Solved – how to calculate partial dependence when I have 4 predictors

partial-effectrandom forest

I was reading Freidman's book "The elements of statistical learning-2nd edition". Page 365, it talks about partial dependence plot. I don't quite understand how he actually calculates partial depence of f(X) on Xs. Say, I built a model on 4 predictors; I use the model itself as f(Xs,Xc). I want to know the partial dependence of my first predictor V1. If the data looks like :

V1 V2 V3 V4 predicted_p

1 1 0 1 0.2

1 2 0 0 0.24

2 1 1 1 0.6

2 2 0 1 0.4

Is the partial dependence for V1 has two values, one for V1=1, the other for V1=2?
For case V1=1, PD=(0.2+0.24)/2=0.22; for case V1=2, PD=(0.6+0.4)/2=0.5

Do I understand right? Thank you.

Besides, are the mean of partial dependence for each predictor equal?

Best Answer

Suppose that we have a data set $X = [x_s \, x_c] \in \mathbb R^{n \times p}$ where $x_s$ is a matrix of variables we want to know the partial dependencies for and $x_c$ is a matrix of the remaining predictors. Let $y \in \mathbb R$ be a vector of responses (i.e. a regression problem). Suppose that $y = f(x) + \epsilon$ and we estimate some fit $\hat f$.

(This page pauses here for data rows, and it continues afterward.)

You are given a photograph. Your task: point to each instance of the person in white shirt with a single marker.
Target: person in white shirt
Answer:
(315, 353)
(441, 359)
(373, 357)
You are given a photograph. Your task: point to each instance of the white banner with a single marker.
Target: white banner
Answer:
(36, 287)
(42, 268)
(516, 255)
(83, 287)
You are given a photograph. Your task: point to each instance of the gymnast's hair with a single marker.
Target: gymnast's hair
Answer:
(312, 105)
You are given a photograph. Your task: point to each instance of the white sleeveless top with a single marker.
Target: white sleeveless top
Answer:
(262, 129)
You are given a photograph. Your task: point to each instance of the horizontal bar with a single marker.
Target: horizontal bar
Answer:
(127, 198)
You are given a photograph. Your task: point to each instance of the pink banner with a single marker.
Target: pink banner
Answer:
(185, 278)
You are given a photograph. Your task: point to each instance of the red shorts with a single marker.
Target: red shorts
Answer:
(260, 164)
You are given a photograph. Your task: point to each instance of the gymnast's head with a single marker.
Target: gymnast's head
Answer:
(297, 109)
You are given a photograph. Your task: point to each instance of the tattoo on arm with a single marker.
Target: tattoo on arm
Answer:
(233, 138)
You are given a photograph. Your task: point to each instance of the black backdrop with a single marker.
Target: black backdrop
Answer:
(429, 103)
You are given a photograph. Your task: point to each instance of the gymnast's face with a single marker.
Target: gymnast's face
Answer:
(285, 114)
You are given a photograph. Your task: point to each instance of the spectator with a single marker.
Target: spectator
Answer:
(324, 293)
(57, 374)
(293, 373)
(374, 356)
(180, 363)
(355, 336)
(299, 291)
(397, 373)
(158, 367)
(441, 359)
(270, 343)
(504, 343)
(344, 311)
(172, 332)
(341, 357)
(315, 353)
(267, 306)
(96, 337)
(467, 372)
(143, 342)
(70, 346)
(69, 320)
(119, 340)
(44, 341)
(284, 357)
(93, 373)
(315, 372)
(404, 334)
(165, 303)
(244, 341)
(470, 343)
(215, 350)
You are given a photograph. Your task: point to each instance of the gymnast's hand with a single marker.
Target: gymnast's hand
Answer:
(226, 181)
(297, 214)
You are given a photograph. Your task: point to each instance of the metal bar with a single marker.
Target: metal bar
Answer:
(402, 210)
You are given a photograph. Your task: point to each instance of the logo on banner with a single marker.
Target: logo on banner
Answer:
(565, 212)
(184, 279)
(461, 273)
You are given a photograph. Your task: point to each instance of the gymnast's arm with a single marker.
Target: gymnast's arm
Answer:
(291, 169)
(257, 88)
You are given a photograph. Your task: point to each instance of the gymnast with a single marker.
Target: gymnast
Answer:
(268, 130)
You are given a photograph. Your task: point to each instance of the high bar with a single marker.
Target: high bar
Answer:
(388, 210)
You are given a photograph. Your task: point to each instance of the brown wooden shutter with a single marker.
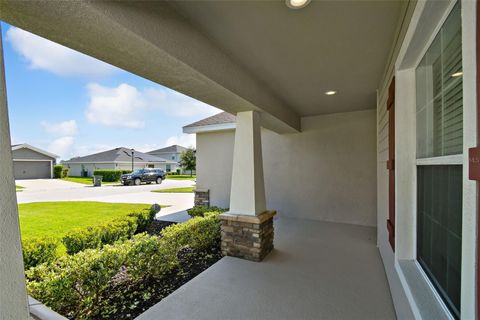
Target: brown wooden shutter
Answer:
(477, 152)
(391, 164)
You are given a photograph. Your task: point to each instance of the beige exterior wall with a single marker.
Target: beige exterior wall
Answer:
(214, 165)
(27, 154)
(326, 172)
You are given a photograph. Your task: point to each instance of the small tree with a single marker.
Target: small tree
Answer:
(188, 160)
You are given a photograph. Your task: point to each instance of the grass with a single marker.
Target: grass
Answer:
(84, 180)
(176, 190)
(181, 177)
(55, 219)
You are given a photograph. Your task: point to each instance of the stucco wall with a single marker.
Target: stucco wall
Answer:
(214, 165)
(326, 172)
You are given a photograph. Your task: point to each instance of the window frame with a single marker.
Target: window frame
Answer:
(427, 19)
(456, 159)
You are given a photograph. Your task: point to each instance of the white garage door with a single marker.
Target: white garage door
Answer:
(32, 169)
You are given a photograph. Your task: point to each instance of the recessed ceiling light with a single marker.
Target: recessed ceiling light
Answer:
(297, 4)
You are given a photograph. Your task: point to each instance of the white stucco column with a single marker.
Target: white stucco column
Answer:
(13, 295)
(247, 195)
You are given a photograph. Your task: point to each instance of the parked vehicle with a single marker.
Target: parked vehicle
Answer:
(146, 175)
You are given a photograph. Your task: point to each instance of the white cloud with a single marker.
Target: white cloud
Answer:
(65, 128)
(62, 146)
(127, 106)
(185, 140)
(46, 55)
(177, 104)
(122, 106)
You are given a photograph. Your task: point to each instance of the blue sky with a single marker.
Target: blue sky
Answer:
(72, 105)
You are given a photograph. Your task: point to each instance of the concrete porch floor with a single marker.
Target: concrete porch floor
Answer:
(318, 270)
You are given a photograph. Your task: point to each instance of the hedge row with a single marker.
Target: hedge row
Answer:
(73, 284)
(38, 251)
(199, 211)
(109, 175)
(108, 233)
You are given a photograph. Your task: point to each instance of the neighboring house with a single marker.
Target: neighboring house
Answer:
(115, 159)
(172, 153)
(357, 121)
(30, 162)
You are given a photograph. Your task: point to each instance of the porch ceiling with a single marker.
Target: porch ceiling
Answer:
(301, 54)
(234, 55)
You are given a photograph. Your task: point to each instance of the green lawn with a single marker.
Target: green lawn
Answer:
(84, 180)
(176, 190)
(181, 177)
(54, 219)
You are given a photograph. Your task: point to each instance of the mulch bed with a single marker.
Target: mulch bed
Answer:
(127, 300)
(157, 226)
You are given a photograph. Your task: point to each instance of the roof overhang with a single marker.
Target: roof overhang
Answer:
(210, 128)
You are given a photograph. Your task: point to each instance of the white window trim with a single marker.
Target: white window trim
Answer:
(406, 162)
(443, 160)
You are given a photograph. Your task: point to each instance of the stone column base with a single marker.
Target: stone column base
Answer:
(247, 237)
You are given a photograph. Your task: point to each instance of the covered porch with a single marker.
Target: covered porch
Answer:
(318, 270)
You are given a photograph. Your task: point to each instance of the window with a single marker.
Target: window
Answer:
(439, 161)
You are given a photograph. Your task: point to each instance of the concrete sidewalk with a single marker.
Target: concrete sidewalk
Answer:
(44, 190)
(318, 270)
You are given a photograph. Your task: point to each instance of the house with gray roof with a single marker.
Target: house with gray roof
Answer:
(219, 122)
(115, 159)
(172, 153)
(30, 162)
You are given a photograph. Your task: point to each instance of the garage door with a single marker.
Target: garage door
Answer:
(32, 169)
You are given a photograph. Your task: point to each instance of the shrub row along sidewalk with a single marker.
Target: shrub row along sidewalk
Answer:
(42, 250)
(121, 280)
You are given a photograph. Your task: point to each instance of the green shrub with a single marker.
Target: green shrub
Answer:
(95, 237)
(57, 171)
(199, 211)
(143, 219)
(109, 175)
(37, 251)
(108, 233)
(149, 257)
(73, 284)
(197, 233)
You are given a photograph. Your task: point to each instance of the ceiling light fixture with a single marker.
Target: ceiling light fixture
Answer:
(297, 4)
(457, 74)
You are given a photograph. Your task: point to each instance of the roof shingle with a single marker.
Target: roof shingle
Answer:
(222, 117)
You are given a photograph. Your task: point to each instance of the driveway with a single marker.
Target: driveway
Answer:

Then $\hat f_s (x)$, the partial dependence of $\hat f$ at $x$ (here $x$ lives in the same space as $x_s$), is defined as:

$$\hat f_s(x) = {1 \over n} \sum_{i=1}^n \hat f(x, x_{c_i})$$

This says: hold $x$ constant for the variables of interest and take the average prediction over all other combinations of other variables in the training set. So we need to pick variables of interest, and also to pick a region of the space that $x_s$ lives in that we are interested in. Note: be careful extrapolating the marginal mean of $f(x)$ outside of this region.

Here's an example implementation in R. We start by creating an example dataset:

library(tidyverse)
library(ranger)
library(broom)

mt2 <- mtcars %>%
  as_tibble() %>%
  select(hp, mpg, disp, wt, qsec)

Then we estimate $f$ using a random forest:

fit <- ranger(hp ~ ., mt2)

Next we pick the feature we're interested in estimating partial dependencies for:

var <- quo(disp)

Now we can split the dataset into this predictor and other predictors:

x_s <- select(mt2, !!var)   # grid where we want partial dependencies
x_c <- select(mt2, -!!var)  # other predictors

Then we create a dataframe of all combinations of these datasets:

# if the training dataset is large, use a subsample of x_c instead
grid <- crossing(x_s, x_c)

We want to know the predictions of $\hat f$ at each point on this grid. I define a helper in the spirit of broom::augment() for this:

augment.ranger <- function(x, newdata) {
  newdata <- as_tibble(newdata)
  mutate(newdata, .fitted = predict(x, newdata)$predictions)
}

au <- augment(fit, grid)

Now we have the predictions and we marginalize by taking the average for each point in $x_s$:

pd <- au %>%
  group_by(!!var) %>%
  summarize(yhat = mean(.fitted))

We can visualize this as well:

pd %>%
  ggplot(aes(!!var, yhat)) +
  geom_line(size = 1) +
  labs(title = "Partial dependence plot for displacement",
       y = "Average prediction across all other predictors",
       x = "Engine displacement") +
  theme_bw()

Finally, we can check this implementation against the pdp package to make sure it's correct:

pd2 <- pdp::partial(
  fit,
  pred.var = quo_name(var),
  pred.grid = distinct(mtcars, !!var),
  train = mt2
)

testthat::expect_equivalent(pd, pd2)  # silent, so we're good

For a classification problem, you can repeat a similar procedure, except predicting the class probability for a single class instead.